É comum dizer que Michaux
(1899-1957) "viajava contra".
Contra a idéia de pátria, contra
uma identidade confortável e ilusória, menos para se encontrar do
que para se perder.
À primeira vista, "Um Bárbaro
na Ásia" parece uma sucessão de
opiniões e impressões jornalísticas sobre outros povos. Mas, como
a obra posterior do escritor e suas
experiências com as drogas acabariam revelando, para ele a viagem sempre foi interior, uma forma de expandir a consciência.
Michaux lança mão das viagens para incorporar a diferença
dos outros, para aprender a se estranhar. As viagens põem em movimento uma dinâmica entre o
exterior e o interior, entre o real e
o imaginário, que lhe permite estranhar-se como a um estrangeiro, como se fosse um "bárbaro". É
uma forma de pôr à prova o seu
narcisismo de europeu civilizado.
A perda do narcisismo e da
identidade diante do outro também é tema de um conto extraordinário de Paul Bowles, que no
Brasil foi traduzido por Rubens
Figueiredo e incluído na coletânea "Chá nas Montanhas" (Rocco). O ponto de vista é o do horror.

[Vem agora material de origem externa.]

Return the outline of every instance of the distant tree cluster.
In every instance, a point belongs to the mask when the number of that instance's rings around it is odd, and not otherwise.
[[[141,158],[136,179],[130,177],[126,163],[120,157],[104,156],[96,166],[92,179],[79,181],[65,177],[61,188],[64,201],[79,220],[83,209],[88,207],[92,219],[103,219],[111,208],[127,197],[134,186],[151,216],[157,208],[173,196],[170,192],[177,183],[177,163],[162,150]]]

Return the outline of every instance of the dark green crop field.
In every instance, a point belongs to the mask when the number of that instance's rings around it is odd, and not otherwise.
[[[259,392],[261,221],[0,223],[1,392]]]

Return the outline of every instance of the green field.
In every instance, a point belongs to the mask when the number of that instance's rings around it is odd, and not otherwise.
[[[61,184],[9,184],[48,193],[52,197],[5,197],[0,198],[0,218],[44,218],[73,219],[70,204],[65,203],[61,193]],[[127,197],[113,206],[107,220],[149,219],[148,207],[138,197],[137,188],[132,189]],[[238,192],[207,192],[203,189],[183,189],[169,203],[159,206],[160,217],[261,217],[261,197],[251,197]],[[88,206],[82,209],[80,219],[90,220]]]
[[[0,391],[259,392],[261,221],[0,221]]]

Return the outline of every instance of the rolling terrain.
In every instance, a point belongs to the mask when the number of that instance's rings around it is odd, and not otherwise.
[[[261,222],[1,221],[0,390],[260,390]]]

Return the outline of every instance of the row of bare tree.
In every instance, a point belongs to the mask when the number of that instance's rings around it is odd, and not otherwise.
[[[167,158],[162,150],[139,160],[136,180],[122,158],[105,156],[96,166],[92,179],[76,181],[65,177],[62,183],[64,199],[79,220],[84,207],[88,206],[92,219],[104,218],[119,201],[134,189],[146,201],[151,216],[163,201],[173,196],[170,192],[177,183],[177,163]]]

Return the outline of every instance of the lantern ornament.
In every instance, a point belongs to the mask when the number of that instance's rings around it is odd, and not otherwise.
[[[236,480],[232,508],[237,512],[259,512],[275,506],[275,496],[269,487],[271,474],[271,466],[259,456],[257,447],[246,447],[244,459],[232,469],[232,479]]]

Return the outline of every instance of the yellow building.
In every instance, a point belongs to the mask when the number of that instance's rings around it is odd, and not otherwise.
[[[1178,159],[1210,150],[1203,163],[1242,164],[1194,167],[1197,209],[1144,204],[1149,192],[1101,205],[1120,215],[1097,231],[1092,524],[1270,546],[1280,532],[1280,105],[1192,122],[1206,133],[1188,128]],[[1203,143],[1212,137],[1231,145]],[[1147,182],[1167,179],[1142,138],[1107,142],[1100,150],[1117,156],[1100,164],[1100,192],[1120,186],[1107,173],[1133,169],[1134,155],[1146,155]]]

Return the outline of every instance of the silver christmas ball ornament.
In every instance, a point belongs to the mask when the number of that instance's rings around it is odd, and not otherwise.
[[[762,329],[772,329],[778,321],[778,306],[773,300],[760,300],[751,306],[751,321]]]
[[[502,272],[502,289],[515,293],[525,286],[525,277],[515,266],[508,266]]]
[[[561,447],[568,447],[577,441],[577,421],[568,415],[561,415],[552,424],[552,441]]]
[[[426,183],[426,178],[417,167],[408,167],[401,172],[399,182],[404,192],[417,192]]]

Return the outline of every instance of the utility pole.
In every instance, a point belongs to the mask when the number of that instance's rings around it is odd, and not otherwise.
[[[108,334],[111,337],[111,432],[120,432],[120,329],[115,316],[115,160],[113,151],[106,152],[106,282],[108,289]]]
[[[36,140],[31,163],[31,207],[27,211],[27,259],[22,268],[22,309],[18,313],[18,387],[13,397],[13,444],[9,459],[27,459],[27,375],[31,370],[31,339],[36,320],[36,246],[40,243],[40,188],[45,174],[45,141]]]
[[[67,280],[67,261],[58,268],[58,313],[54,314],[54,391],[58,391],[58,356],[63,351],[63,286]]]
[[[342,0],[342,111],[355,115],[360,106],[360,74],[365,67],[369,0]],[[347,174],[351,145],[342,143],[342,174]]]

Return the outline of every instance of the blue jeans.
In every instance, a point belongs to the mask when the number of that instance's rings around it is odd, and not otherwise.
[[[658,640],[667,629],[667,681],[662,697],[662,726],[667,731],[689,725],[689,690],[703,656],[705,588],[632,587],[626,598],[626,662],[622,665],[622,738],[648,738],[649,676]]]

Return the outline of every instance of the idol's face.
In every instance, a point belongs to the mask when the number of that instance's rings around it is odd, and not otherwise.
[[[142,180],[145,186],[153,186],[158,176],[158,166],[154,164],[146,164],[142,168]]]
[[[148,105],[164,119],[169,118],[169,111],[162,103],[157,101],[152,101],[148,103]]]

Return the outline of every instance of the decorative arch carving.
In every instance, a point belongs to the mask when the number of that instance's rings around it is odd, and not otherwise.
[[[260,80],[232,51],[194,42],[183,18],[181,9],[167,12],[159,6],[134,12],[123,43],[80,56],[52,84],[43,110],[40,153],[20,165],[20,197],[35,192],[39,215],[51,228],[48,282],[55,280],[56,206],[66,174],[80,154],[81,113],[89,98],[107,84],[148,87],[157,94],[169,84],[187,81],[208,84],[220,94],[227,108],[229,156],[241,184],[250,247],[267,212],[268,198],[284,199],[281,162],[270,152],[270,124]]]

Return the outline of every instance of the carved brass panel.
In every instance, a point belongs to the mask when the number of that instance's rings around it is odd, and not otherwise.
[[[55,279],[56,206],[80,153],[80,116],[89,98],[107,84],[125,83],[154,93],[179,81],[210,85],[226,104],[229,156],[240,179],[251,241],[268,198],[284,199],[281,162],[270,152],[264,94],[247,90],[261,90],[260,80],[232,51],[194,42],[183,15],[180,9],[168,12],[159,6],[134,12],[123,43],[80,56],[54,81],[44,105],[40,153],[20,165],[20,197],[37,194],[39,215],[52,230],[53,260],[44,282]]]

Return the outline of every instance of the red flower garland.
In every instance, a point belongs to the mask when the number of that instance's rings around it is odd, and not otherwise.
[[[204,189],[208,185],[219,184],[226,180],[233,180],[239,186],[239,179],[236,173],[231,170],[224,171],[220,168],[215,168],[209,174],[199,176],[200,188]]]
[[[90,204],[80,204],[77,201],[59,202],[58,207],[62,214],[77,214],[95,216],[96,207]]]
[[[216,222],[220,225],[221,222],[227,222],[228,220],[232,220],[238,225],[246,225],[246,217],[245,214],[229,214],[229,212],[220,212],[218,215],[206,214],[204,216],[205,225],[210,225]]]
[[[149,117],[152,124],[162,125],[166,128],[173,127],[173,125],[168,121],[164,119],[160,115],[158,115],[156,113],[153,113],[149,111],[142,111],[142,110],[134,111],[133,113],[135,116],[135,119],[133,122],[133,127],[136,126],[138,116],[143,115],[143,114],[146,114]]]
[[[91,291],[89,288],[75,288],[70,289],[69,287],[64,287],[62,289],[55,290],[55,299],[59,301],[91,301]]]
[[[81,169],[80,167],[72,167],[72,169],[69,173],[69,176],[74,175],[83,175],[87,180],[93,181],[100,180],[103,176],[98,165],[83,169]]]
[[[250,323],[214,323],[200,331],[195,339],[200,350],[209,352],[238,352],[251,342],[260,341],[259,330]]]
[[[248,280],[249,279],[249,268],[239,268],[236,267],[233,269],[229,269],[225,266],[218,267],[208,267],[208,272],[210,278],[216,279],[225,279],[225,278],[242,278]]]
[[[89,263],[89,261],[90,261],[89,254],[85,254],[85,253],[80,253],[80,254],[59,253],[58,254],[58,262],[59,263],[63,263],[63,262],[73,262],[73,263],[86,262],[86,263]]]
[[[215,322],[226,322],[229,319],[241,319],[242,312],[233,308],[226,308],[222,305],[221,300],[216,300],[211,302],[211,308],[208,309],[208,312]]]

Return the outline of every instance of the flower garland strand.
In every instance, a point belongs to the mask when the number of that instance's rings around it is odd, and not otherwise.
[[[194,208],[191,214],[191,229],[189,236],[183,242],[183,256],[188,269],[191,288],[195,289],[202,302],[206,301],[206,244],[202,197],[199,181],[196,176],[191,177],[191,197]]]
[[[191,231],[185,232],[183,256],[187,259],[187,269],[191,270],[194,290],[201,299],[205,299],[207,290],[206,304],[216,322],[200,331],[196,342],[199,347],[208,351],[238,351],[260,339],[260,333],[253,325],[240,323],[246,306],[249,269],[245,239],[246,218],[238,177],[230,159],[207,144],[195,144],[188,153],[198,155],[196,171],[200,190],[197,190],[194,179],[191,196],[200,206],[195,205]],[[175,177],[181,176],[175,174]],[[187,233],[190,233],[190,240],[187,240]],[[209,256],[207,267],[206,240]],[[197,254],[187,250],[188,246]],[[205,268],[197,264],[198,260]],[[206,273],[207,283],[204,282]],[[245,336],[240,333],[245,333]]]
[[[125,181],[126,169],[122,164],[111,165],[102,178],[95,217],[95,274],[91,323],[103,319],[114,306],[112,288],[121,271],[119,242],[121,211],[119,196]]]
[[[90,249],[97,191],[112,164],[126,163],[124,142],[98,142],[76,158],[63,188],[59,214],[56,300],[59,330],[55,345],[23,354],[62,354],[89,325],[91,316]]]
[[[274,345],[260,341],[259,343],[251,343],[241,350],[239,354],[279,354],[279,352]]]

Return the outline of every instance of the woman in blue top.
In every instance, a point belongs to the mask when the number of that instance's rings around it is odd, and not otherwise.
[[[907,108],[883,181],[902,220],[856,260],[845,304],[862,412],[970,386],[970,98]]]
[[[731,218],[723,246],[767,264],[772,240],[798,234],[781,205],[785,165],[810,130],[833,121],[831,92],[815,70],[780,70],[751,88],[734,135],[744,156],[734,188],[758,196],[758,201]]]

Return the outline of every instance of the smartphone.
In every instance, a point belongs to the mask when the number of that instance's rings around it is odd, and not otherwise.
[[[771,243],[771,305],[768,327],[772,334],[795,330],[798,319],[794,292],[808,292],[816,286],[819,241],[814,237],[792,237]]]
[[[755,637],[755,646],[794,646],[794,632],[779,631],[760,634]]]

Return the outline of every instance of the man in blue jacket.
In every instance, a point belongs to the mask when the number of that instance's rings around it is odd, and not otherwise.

Chama-se "Um Episódio Distante" e conta como um linguista
francês acaba literalmente perdendo a língua e se tornando escravo de povos do Saara, louco,
sem linguagem, reduzido a uma
espécie de animal.
É difícil igualar em literatura
um sentimento de pânico tão
agudo quanto o que é provocado
pela leitura da perda violenta da
identidade cultural narrada por
Bowles. A conclusão mais terrível
é que existe um ponto cego entre
as culturas. Diante da incompreensão, ao indivíduo que se crê
superior, orgulhoso da sua identidade, só resta escolher entre duas
fantasias, para o bem ou para o
mal, entre duas cegueiras, entre a
vulnerabilidade do paternalismo
e a beligerância do medo.
Quando viajei pelo oeste da
Mongólia, em 2002, houve uma
tarde em que meu guia decidiu
fazer um desvio para me mostrar
um lago, Ereen Nuur, que ficava
incrustado entre dunas enormes.
A idéia era passar a noite às margens do lago. Pelo lado em que
atingimos as dunas, porém, não
havia acesso para o jipe. Tínhamos que atravessá-las a pé, uma
caminhada de 20 minutos pela
areia, com as barracas nas costas.
O motorista preferia dormir no
carro. "Por razões de segurança",
preferia não abandoná-lo à noite.
Não havia ninguém quando
chegamos - a Mongólia é três
vezes a França, mas a população
não chega a 2,5 milhões, sendo
que um terço vive na capital,
Ulaanbaatar. Armamos as barracas e aproveitamos para tomar
banho e lavar a roupa. O sol só se
punha às 11 da noite. Lá pelas
tantas, ouvimos um barulho distante de motor e avistamos um jipe que vinha da margem nordeste
com os faróis acesos na nossa direção.
Eram quatro mongóis. Meu
guia reconheceu um deles, um ex-lutador medíocre da cidade de
Altai. Pararam a dois metros da
minha barraca. Perguntaram se
tínhamos visto outro carro. Diziam estar à procura de amigos.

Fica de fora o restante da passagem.